A password will be e-mailed to you.
EKSISNEWS.COM, Percut Sei Tuan – Walaupun tidak ada izin yang terpampang dari Pemkab Deli Serdang, bangunan tower di Jalan Paluh 80 Dusun XI Paluh Merbau Desa Tanjung Rejo, Kecamatan Percut Sei Tuan terus berjalan. Diduga bangunan tersebut di bekab oknum aparat TNI dan kepala desa di sana.
Pantauan Eksisnews.com Kamis (30/04/2020), para pekerja tower itu terlihat terus melakukan pekerjaannya walaupun sudah dua kali diberhentikan oleh Sat Pol PP Deli Serdang.
Warga sekitar juga merasa dibodohi oleh kepala desa dengan menyodorkan kertas putih untuk ditangani warga tampa ada pemberitahuan kalau tempat itu akan dibangun tower.
Sekitar 11 orang warga yang diberi imbalan yang Rp 300 ribu setelah menandatangani kertas putih tersebut.
” Kami tidak diberitahu kades kalau tanda tangan dan uang Rp 300 ribu itu untuk keperluan pembuatan tower, kami pikir untuk bantuan corona, kami merasa dibodohi,” kata warga.
Sementara itu Kasat Pol PP Deli Serdang Suriadi Aritonang merasa terkejut kalau para pekerja bangunan tower di Paluh Merbau tersebut masih melakukan pekerjaannya.
“Saya akan tanya kabid saya dulu, karena sudah dua kali diberhentikan kok bisa mereka masih kerja,” ujar Suriadi Aritonang.
Suriadi juga tidak mengetahui kalau bangunan tower di Paluh Merbau tersebut didirikan di lahan milik kepala desa. ” Kalau dibangun di tanah kepala desa, coba tanya kepala desanya kenapa bisa berdiri tanpa ada izin,” kata Suriadi.

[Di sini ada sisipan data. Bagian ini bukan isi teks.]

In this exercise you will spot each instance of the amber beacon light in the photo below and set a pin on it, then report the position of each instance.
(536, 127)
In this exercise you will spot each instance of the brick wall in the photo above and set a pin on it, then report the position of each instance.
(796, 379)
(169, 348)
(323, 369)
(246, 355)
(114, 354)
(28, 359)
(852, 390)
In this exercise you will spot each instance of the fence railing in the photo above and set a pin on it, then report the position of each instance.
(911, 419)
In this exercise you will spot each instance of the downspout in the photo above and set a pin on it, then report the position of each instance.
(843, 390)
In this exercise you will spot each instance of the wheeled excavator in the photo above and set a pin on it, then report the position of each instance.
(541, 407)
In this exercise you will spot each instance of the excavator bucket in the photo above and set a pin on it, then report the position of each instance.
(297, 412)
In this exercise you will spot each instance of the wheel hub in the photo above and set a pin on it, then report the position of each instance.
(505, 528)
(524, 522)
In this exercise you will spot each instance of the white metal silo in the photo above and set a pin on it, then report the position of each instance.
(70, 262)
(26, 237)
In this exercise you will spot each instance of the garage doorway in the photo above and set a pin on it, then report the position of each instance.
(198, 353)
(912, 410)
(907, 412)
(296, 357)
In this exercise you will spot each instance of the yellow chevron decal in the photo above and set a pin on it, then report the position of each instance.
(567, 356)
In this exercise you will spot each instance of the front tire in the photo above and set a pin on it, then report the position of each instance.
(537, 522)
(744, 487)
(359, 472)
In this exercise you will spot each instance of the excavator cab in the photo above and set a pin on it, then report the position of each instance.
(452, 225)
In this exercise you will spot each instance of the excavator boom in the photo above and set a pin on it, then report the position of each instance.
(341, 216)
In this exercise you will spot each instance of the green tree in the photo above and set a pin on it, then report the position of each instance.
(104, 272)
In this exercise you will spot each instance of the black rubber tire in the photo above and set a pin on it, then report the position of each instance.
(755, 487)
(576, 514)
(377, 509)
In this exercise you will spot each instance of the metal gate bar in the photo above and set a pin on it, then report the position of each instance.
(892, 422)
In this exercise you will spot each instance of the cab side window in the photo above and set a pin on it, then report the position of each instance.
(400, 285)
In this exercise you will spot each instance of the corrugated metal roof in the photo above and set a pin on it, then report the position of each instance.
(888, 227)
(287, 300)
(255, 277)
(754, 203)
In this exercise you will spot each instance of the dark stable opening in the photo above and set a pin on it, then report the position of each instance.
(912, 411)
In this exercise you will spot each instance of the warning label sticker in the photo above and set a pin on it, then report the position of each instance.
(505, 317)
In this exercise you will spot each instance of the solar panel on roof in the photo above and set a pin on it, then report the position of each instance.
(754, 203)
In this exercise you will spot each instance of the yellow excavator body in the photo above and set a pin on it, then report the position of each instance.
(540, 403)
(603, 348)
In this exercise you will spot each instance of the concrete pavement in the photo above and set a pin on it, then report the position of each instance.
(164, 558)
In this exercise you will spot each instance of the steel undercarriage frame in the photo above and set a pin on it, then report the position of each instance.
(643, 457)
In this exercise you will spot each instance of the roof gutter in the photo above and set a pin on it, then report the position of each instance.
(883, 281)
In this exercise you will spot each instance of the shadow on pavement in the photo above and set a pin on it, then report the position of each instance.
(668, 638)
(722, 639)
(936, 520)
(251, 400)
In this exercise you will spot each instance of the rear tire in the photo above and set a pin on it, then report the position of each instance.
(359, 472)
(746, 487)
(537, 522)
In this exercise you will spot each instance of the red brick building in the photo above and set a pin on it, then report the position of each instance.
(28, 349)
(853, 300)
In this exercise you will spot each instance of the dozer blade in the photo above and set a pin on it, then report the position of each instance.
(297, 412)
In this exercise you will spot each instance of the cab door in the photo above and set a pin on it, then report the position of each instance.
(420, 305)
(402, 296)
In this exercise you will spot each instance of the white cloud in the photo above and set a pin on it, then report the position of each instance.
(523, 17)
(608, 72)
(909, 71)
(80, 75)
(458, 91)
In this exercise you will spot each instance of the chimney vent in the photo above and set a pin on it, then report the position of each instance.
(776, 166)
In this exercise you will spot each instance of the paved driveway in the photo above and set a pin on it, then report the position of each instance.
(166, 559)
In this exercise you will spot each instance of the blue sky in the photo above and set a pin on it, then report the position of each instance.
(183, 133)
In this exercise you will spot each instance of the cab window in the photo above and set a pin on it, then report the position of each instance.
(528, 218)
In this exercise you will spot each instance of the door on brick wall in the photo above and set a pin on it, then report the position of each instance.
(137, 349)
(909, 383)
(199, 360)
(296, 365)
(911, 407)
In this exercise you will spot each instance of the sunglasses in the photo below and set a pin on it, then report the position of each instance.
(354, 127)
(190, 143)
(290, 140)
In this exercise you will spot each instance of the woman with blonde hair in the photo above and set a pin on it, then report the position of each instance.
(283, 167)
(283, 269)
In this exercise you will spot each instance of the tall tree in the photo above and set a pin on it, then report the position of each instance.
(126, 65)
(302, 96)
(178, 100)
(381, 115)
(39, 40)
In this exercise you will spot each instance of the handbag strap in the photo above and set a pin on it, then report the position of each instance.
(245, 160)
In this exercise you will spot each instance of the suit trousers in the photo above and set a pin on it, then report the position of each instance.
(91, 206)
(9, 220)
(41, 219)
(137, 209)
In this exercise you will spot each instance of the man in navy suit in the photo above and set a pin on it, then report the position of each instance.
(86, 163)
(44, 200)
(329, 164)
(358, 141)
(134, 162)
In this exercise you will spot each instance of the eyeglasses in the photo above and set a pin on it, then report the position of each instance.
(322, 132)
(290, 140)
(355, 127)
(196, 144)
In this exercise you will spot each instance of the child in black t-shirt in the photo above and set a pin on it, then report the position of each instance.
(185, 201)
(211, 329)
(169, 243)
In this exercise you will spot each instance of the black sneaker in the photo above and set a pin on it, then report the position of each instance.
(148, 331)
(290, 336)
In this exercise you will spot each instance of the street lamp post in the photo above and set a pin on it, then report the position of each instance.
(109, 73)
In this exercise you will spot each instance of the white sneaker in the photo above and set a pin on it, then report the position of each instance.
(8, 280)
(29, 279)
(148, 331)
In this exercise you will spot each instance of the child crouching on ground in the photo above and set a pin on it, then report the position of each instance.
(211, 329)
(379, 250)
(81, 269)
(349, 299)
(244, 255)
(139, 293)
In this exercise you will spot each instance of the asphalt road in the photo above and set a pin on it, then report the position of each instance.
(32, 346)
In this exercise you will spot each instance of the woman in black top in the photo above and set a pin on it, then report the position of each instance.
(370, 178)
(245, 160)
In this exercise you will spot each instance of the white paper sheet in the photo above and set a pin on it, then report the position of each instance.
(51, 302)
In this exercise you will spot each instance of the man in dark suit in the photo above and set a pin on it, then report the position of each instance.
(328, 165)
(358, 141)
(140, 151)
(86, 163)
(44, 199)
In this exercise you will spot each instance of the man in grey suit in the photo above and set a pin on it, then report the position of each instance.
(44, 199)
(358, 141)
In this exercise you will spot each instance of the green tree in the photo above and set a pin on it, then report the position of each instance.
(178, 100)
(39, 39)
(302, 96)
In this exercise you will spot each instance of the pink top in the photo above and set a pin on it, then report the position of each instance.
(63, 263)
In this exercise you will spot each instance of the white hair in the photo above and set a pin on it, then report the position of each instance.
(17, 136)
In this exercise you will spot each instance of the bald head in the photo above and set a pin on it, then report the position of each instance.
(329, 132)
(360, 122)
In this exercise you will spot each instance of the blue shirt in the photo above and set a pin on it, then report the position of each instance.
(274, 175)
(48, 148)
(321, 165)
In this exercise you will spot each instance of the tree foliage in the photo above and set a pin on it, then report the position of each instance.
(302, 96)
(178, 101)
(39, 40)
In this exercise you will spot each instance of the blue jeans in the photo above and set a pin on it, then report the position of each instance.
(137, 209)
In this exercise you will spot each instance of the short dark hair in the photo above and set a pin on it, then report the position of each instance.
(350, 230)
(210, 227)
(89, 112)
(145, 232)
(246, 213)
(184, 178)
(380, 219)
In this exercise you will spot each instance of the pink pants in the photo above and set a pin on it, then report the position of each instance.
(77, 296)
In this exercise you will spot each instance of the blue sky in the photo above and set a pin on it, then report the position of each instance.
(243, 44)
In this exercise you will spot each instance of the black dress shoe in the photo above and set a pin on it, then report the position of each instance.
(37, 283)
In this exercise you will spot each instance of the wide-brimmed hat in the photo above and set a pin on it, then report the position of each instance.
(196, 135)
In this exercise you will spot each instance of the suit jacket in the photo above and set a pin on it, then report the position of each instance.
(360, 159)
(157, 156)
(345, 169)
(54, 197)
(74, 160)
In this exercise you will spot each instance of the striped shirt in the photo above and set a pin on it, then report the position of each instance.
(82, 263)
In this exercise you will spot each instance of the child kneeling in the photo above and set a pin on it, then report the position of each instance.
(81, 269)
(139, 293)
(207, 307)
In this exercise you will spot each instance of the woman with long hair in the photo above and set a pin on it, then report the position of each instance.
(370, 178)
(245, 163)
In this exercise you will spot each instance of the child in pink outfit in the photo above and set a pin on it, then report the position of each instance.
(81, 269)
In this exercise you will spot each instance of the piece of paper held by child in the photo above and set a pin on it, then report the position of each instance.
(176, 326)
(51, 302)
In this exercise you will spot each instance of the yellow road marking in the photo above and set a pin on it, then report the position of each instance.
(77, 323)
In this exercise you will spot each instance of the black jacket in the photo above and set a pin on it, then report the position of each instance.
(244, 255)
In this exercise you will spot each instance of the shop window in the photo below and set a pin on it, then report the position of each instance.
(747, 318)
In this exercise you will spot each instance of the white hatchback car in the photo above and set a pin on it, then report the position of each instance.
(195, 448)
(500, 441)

Kades Tanjung Rejo, Selamat, enggan menjawab WhatsApp Eksisnews.com saat ditanya terkait pembangunan tower di Dusun XI Paluh Merbau tersebut.
Sementara itu sebelumnya oknum yang diduga aparat yang diduga membekingi pembangunan tower di Dusun XI Paluh Merbau tersebut saat dikonfirmasi Eksisnews.com di lokasi pembangunan tower mengatakan bahwa tower yang akan dibangun tersebut adalah tower milik telkomsel dan oknum tersebut mengatakan kalau soal perizinan pembangunan tower tersebut dari kominfo. ”Ada izinya dari kominfo,” cetusnya. (ENC-Cok)
Comments are closed.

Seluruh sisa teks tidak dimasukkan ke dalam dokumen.